小林:私はメディアの不公平な扱いを、身をもって経験しました。まもなく、参議院選挙がスタートしますが、メディアの公平性が改めて問われていると思います。
2016年に、我々は新党「国民怒りの声」を旗揚げし、同年7月の参議院選挙に出馬しました。公職選挙法によれば、参議院の場合、10人以上候補者を立てれば政党扱いされることになっています。ところが、メディアからは徹底して無視されたのです。マニフェストさえ報道してくれませんでした。マスコミ主催の党首討論会にも呼んでもらえなかった。

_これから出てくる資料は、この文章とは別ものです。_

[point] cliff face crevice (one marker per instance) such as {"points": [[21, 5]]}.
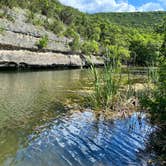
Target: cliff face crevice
{"points": [[19, 49]]}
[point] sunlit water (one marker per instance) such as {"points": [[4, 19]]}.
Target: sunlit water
{"points": [[37, 130]]}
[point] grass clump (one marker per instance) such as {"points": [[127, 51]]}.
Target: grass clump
{"points": [[43, 42], [106, 87]]}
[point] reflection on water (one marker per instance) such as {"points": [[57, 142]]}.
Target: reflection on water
{"points": [[36, 128]]}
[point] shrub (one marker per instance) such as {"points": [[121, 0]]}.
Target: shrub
{"points": [[90, 47], [43, 42]]}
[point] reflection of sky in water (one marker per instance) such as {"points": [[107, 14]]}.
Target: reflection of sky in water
{"points": [[83, 139]]}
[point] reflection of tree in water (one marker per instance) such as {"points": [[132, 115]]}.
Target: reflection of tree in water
{"points": [[15, 135]]}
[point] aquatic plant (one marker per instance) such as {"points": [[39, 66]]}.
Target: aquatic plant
{"points": [[42, 43], [106, 85]]}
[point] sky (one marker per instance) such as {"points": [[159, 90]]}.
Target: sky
{"points": [[95, 6]]}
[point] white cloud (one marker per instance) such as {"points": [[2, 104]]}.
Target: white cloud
{"points": [[163, 2], [151, 7], [94, 6], [100, 5]]}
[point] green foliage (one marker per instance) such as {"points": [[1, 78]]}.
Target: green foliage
{"points": [[136, 19], [106, 87], [90, 47], [144, 50], [43, 42]]}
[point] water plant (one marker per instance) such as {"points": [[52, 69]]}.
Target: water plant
{"points": [[43, 42]]}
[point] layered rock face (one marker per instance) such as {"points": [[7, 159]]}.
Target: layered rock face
{"points": [[18, 46]]}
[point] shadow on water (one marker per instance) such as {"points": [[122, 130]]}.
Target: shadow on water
{"points": [[37, 128], [78, 138]]}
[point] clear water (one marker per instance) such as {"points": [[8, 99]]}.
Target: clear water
{"points": [[37, 130]]}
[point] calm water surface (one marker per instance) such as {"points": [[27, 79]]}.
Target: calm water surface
{"points": [[37, 130]]}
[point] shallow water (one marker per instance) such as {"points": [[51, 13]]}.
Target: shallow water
{"points": [[37, 129]]}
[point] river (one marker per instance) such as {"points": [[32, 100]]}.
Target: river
{"points": [[37, 129]]}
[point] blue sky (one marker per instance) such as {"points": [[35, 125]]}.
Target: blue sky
{"points": [[94, 6]]}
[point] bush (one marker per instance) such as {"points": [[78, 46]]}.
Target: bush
{"points": [[43, 42], [90, 47]]}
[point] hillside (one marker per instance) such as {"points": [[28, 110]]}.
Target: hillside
{"points": [[135, 19]]}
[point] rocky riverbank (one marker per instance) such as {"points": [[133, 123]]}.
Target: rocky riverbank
{"points": [[19, 50]]}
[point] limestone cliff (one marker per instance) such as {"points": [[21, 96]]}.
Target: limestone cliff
{"points": [[18, 46]]}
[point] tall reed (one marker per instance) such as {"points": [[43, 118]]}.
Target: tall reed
{"points": [[106, 85]]}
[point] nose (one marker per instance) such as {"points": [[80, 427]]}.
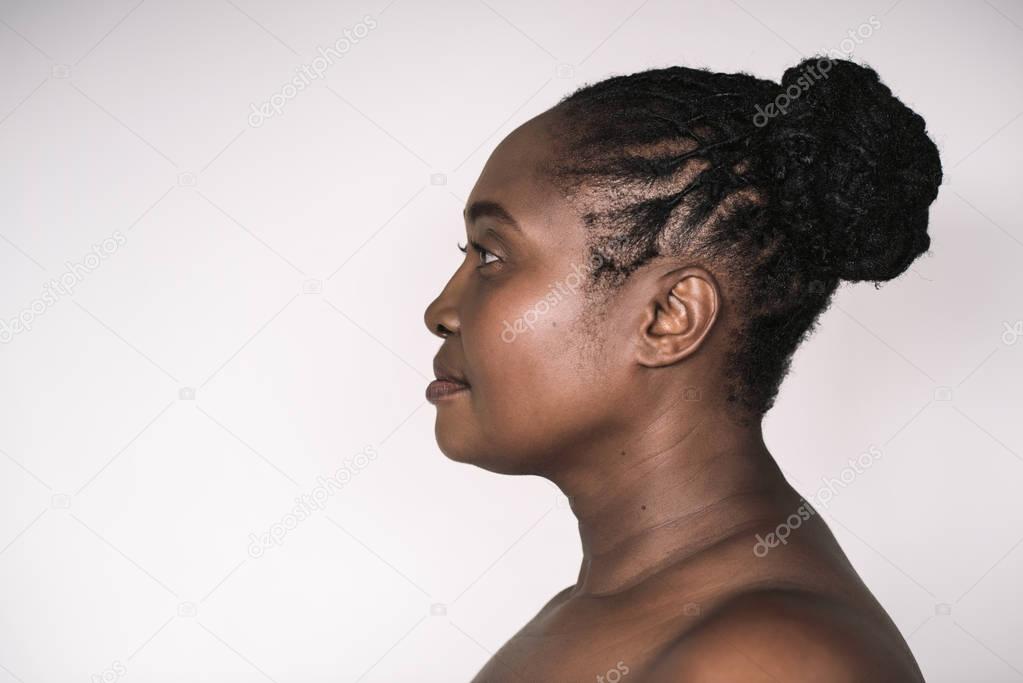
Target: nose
{"points": [[442, 314]]}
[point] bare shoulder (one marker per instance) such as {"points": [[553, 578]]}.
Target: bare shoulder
{"points": [[793, 636]]}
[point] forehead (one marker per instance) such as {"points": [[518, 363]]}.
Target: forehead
{"points": [[513, 177]]}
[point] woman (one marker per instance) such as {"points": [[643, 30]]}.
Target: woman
{"points": [[642, 261]]}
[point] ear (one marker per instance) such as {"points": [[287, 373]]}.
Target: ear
{"points": [[678, 317]]}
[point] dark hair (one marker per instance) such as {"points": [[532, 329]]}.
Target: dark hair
{"points": [[786, 188]]}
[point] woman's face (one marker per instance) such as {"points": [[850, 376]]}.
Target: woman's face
{"points": [[540, 384]]}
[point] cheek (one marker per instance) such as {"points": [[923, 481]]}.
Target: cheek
{"points": [[532, 364]]}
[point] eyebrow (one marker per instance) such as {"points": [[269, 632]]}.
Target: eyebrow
{"points": [[492, 209]]}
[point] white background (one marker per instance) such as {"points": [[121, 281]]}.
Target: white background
{"points": [[126, 510]]}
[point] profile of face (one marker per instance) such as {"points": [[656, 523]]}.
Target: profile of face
{"points": [[545, 373]]}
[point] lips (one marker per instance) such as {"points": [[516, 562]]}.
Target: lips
{"points": [[449, 382]]}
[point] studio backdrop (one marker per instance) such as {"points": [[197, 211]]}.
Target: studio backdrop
{"points": [[221, 222]]}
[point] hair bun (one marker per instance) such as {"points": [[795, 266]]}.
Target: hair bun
{"points": [[852, 169]]}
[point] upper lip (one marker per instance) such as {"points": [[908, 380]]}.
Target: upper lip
{"points": [[444, 371]]}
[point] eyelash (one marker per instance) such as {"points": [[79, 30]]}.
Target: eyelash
{"points": [[480, 249]]}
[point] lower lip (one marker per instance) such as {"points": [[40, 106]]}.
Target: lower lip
{"points": [[442, 389]]}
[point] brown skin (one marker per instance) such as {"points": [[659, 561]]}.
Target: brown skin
{"points": [[669, 488]]}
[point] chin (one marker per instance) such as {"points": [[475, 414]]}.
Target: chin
{"points": [[460, 444]]}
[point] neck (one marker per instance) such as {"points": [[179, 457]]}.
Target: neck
{"points": [[666, 492]]}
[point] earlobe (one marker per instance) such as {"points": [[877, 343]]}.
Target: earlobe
{"points": [[678, 317]]}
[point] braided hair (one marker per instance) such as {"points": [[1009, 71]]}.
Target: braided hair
{"points": [[786, 188]]}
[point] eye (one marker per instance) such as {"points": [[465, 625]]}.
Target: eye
{"points": [[486, 257]]}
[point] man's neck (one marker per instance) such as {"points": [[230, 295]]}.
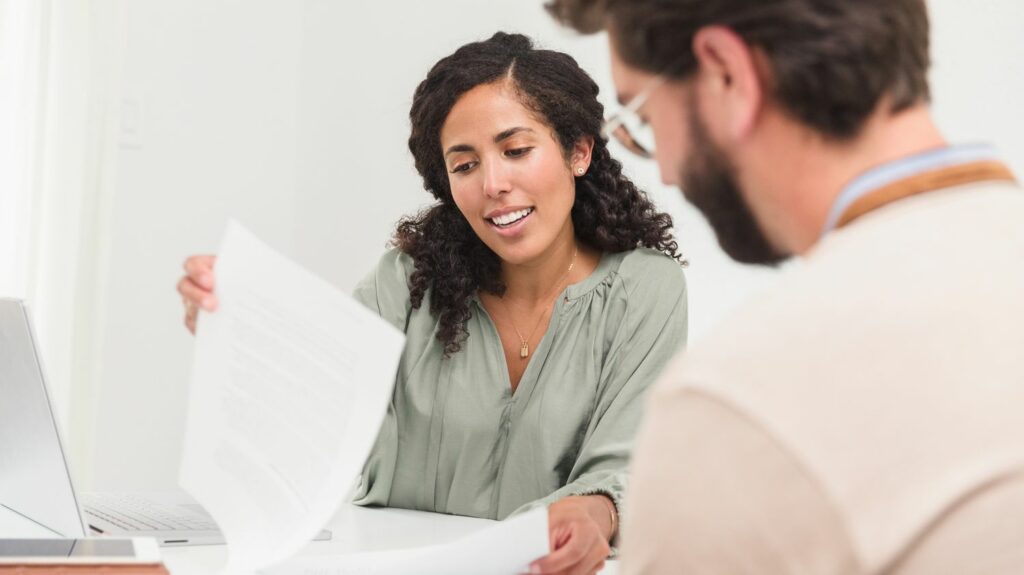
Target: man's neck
{"points": [[818, 170]]}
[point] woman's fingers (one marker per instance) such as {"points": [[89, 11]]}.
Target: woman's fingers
{"points": [[196, 295], [200, 269], [562, 559], [197, 288]]}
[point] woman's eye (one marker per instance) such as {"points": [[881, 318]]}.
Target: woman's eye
{"points": [[463, 167], [518, 151]]}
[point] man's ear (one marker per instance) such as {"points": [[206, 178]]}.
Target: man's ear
{"points": [[729, 87]]}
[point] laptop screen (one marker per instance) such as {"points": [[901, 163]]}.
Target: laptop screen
{"points": [[34, 478]]}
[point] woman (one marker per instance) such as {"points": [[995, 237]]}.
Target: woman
{"points": [[540, 297]]}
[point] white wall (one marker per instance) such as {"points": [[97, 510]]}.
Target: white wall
{"points": [[292, 117]]}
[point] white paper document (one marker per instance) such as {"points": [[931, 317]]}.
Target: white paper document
{"points": [[291, 383], [504, 548]]}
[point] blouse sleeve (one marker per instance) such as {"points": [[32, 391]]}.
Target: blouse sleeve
{"points": [[653, 328], [385, 292]]}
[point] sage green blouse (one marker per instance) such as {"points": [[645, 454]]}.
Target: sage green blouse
{"points": [[457, 440]]}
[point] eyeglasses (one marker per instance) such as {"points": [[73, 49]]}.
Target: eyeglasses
{"points": [[629, 129]]}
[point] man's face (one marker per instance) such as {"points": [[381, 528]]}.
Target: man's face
{"points": [[689, 159]]}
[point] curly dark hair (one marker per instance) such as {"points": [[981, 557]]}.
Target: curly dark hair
{"points": [[609, 213]]}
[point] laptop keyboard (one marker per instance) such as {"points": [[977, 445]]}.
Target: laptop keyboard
{"points": [[136, 514]]}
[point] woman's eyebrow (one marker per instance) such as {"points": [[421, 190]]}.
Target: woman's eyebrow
{"points": [[503, 135]]}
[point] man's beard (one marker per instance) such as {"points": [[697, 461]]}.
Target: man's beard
{"points": [[710, 183]]}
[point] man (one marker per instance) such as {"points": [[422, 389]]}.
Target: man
{"points": [[864, 416]]}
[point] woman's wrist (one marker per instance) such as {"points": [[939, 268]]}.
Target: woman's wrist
{"points": [[602, 511]]}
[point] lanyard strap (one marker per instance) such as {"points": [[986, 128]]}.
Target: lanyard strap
{"points": [[973, 172]]}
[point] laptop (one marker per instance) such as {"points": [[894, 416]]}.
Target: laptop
{"points": [[35, 479]]}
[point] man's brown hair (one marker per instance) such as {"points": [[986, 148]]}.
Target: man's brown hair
{"points": [[832, 60]]}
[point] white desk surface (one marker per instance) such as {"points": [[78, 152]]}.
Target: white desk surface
{"points": [[353, 529]]}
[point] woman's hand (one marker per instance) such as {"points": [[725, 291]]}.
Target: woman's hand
{"points": [[197, 288], [579, 531]]}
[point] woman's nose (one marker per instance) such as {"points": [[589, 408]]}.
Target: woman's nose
{"points": [[496, 180]]}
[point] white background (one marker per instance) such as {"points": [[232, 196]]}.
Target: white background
{"points": [[292, 117]]}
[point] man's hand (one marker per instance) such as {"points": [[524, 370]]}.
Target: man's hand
{"points": [[579, 530]]}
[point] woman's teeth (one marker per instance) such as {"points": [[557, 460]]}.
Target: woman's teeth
{"points": [[512, 217]]}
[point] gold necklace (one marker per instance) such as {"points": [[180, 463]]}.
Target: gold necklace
{"points": [[524, 343]]}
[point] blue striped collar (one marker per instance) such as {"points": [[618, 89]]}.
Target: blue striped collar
{"points": [[904, 168]]}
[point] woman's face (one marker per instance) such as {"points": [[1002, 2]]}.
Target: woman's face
{"points": [[508, 174]]}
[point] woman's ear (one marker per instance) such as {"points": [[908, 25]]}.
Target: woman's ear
{"points": [[581, 157]]}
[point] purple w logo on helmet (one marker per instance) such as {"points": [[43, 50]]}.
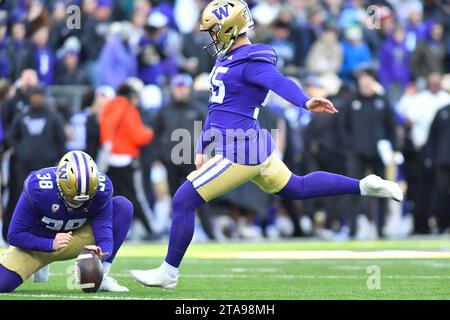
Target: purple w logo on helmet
{"points": [[221, 12], [63, 172]]}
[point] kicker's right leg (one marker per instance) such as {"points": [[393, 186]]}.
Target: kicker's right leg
{"points": [[216, 177], [9, 280]]}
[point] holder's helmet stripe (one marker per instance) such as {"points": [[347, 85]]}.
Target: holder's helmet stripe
{"points": [[87, 173], [79, 184]]}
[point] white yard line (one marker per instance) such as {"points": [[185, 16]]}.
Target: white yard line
{"points": [[327, 254], [84, 297]]}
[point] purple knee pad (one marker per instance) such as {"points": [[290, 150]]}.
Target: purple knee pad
{"points": [[9, 280]]}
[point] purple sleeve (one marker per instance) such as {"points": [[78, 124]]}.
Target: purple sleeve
{"points": [[205, 138], [102, 228], [267, 76], [19, 234]]}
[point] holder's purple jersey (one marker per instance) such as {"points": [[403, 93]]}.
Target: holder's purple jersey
{"points": [[41, 213], [241, 83]]}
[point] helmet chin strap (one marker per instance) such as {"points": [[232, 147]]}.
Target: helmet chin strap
{"points": [[224, 51]]}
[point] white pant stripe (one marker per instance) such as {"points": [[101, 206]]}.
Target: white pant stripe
{"points": [[211, 173]]}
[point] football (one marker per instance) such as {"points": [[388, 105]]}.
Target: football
{"points": [[89, 271]]}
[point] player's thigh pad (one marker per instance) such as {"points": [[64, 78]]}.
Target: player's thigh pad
{"points": [[26, 262], [219, 175], [23, 262], [274, 175]]}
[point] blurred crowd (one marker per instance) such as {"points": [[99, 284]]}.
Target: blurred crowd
{"points": [[139, 73]]}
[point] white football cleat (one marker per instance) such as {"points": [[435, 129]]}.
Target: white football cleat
{"points": [[42, 274], [110, 284], [155, 278], [374, 186]]}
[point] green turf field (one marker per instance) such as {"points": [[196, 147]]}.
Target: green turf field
{"points": [[409, 269]]}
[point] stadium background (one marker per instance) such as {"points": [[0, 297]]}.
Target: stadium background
{"points": [[386, 68]]}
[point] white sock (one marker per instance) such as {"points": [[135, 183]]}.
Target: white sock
{"points": [[362, 190], [171, 270], [106, 267]]}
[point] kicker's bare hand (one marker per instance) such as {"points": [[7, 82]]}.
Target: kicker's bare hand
{"points": [[321, 105], [97, 250], [62, 240]]}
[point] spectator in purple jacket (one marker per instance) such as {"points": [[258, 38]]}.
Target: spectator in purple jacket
{"points": [[117, 61], [40, 57], [394, 64]]}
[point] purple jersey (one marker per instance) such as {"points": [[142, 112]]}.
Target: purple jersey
{"points": [[41, 213], [240, 84]]}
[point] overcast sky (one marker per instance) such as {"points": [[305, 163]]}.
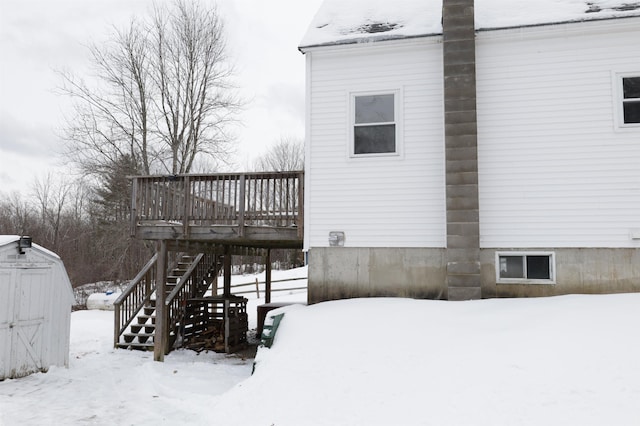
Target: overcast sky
{"points": [[40, 36]]}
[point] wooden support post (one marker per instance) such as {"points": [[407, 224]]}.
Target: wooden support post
{"points": [[242, 199], [187, 206], [160, 336], [134, 207], [267, 278], [227, 271]]}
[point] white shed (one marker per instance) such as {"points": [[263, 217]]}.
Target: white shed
{"points": [[35, 308]]}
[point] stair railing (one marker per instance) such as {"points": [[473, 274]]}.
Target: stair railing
{"points": [[136, 295], [193, 283]]}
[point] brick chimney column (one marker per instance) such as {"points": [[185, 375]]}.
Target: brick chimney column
{"points": [[463, 232]]}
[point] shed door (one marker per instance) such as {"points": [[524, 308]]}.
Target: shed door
{"points": [[6, 319], [30, 306]]}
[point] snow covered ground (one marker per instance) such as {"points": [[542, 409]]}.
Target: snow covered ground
{"points": [[570, 360]]}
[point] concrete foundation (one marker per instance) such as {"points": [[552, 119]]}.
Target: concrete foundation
{"points": [[344, 272]]}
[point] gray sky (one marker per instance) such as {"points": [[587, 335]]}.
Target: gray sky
{"points": [[40, 36]]}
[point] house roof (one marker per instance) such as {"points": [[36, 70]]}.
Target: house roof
{"points": [[356, 21]]}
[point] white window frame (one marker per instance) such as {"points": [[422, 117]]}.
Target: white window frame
{"points": [[619, 100], [397, 94], [552, 267]]}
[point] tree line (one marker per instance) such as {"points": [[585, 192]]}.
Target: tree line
{"points": [[161, 101]]}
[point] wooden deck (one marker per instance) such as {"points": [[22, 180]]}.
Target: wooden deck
{"points": [[240, 209]]}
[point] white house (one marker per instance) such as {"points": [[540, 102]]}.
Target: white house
{"points": [[459, 150], [35, 308]]}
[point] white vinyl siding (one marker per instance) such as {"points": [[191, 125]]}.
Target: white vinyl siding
{"points": [[378, 200], [553, 169]]}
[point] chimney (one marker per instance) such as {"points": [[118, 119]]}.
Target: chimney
{"points": [[463, 231]]}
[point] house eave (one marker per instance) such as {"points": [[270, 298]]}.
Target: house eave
{"points": [[383, 38]]}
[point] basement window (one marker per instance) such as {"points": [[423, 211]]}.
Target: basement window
{"points": [[628, 99], [525, 268], [631, 100], [374, 124]]}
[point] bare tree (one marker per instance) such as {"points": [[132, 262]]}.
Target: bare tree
{"points": [[162, 95], [284, 156], [52, 196]]}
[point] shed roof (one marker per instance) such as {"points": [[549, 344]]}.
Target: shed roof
{"points": [[355, 21], [8, 239]]}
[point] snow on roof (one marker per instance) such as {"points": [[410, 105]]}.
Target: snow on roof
{"points": [[8, 239], [354, 21]]}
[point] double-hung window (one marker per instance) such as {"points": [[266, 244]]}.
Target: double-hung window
{"points": [[525, 267], [630, 100], [374, 123]]}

「なぜ政党として扱ってくれないのか」と関係者に問うと、「現役議員が一人もいない政治団体は政党として扱わない」と言われました。しかし、そんなことは公職選挙法のどこにも書いてありません。
メディアから完全に無視された我々は、選挙戦終盤に、関東のローカルテレビ局にスポットCMを出すことにしました。ところが、
局側は事前審査と称して、100項目にも及ぶ難癖をつけてきたのです。例えば、我々が主張していた「1割にも満たない人達が9割の富を握るような新自由主義経済はやめなければいけない」という主張について、「科学的根拠を示せ」と言ってきたのです。我々が、野村総合研究所の報告書を根拠として示すと、今度は「一民間企業の報告書には権威性がない。政府や大学など、しかるべき機関の報告書でなければならない」などと言って、審査を続けたのです。結局、CMを流すことはできましたが、無駄な労力を費やすことになりました。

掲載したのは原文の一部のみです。